Tom Harper’s ascent to the stratosphere has moments of tension, but they’re undercut by a choppy narrative and a shallow approach to its true story.
It doesn’t take long for The Aeronauts to lift off, with its core team of two people, one dog, and one weather balloon. Well, make that two people and a weather balloon. Amelia Wren (Felicity Jones), ever the showstopper, has just safely cast her lil’ pup, Percy, hundreds of feet down to a crowd of spectators as they gasp at the parachute tethered to his back. Back up in the clouds, James Glaisher (Eddie Redmayne) sits across from Amelia, scowling politely.
Needless to say, he isn’t having any of it. It’s 1862 and the scientific community sees meteorology as a hoax. Wren wants to break the record for the highest ascent into the atmosphere, but Glaisher has another plan: to lug some trinkets into the air and get some fancy data that prove people can indeed predict the weather. It’s the sort of push-pull dynamic that one could imagine being lovingly brought to the stage, and in gentler hands, it could have worked on the big screen. That isn’t to call The Aeronauts a failure; it just feels curiously small.
Director Tom Harper, whose latest hits theaters just six months after Wild Rose, has a clear affinity for his characters. He refuses to ascribe any romantic tension between the two, and the story he’s crafted with Jack Thorne isn’t content to define them by character traits. However, Thorne’s script packs in flashbacks to fill in the gaps, forcing the picture to strafe between human drama and minimalist adventure. Sometimes it works. Sometimes it’s sclerotic.
One could assume that Harper and Thorne had an obligation to flesh out this true story, but it doesn’t seem too concerned with that. (Jones’s character is a fictional replacement of Glaisher’s real partner, Henry Coxwell.) It’s more involved in the spirit of adventure itself if anything, but it’s whenever a character experiences something specific that the film triggers a flashback to their academic pursuits and first meetings. The issue is that these encounters don’t do much for thematically or narratively. They’re filler, showing what could have been said.
In that regard, it’s a bit of an anomaly from the “show, don’t tell” rule. It isn’t that this story couldn’t have worked—far from it—but there’s an itch that perhaps this take worked better on the page. The pieces are all there, but it’s up to Jones and Redmayne to pep the movie up. Harper’s pacing is also quite keen, his direction as wide-eyed as Wren herself. It’s when the two keep rising and keep getting lightheaded that the movie finds its stride, despite the truth that its progression into the stratosphere can feel a little forced.
[… T]he biggest shortcoming here is the complete disinterest in science, which, for the profession and motivation, feels like a cheat.
When it does get there, though, it reaches those no-frill thrills it’s been reaching towards. You want someone to endure gyroscopic gymnastics 27,000 feet above the ground with ice crystals covering their hands? You’ll get it. You might not get it as much as you want, but it is there, and it’s done well enough. Mark Eckersley cuts the scenes in question with enough spatial and temporal awareness to distract from George Steel’s cinematography, which isn’t too flattering in how it juxtaposes visual effects with actors.
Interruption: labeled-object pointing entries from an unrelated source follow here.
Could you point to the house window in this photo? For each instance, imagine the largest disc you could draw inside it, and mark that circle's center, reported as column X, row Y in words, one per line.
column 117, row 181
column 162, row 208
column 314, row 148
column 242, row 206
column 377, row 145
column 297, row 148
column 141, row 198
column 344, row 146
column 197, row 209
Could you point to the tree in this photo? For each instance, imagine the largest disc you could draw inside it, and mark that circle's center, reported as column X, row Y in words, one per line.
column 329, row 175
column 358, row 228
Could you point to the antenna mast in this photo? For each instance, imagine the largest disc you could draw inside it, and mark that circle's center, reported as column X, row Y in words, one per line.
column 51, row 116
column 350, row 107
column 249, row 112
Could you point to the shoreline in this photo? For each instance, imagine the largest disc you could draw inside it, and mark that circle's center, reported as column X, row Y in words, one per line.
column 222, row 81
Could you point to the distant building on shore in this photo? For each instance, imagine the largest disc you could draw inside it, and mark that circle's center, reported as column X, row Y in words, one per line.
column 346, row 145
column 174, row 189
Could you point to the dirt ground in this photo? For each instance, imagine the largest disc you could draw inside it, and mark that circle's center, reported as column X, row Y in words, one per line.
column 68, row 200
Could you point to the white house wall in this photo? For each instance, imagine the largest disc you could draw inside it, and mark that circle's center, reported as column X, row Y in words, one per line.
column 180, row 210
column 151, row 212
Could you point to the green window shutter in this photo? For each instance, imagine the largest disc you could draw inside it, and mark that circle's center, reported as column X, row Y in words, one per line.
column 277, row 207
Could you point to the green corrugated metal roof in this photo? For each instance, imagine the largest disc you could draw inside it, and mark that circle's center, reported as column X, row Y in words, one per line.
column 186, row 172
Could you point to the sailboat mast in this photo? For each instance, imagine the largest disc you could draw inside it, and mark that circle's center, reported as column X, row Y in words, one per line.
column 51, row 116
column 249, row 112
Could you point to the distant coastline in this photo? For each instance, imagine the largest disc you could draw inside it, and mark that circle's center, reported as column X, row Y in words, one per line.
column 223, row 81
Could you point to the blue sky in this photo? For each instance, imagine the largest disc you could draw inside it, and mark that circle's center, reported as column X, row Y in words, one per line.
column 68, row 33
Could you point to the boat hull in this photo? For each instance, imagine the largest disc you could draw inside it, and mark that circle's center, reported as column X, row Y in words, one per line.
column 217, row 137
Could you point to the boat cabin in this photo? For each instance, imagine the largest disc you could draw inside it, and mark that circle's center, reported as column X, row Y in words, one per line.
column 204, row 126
But even with the bouts of technical mediocrity, the biggest shortcoming here is the complete disinterest in science, which, for the profession and motivation, feels like a cheat. There’s a curiosity at most. There’s no inquisitiveness, though, placing all its eggs into an entertainment basket. When it works, it works. When it doesn’t, it’s probably because of a flashback stalling what could have been a linear narrative. Harper gets a rise out of his characters, however, and those willing to look over its flaws might find more than just some thin air.
The Aeronauts floats into select theaters this Friday, December 6 before hitting Amazon Prime on December 20.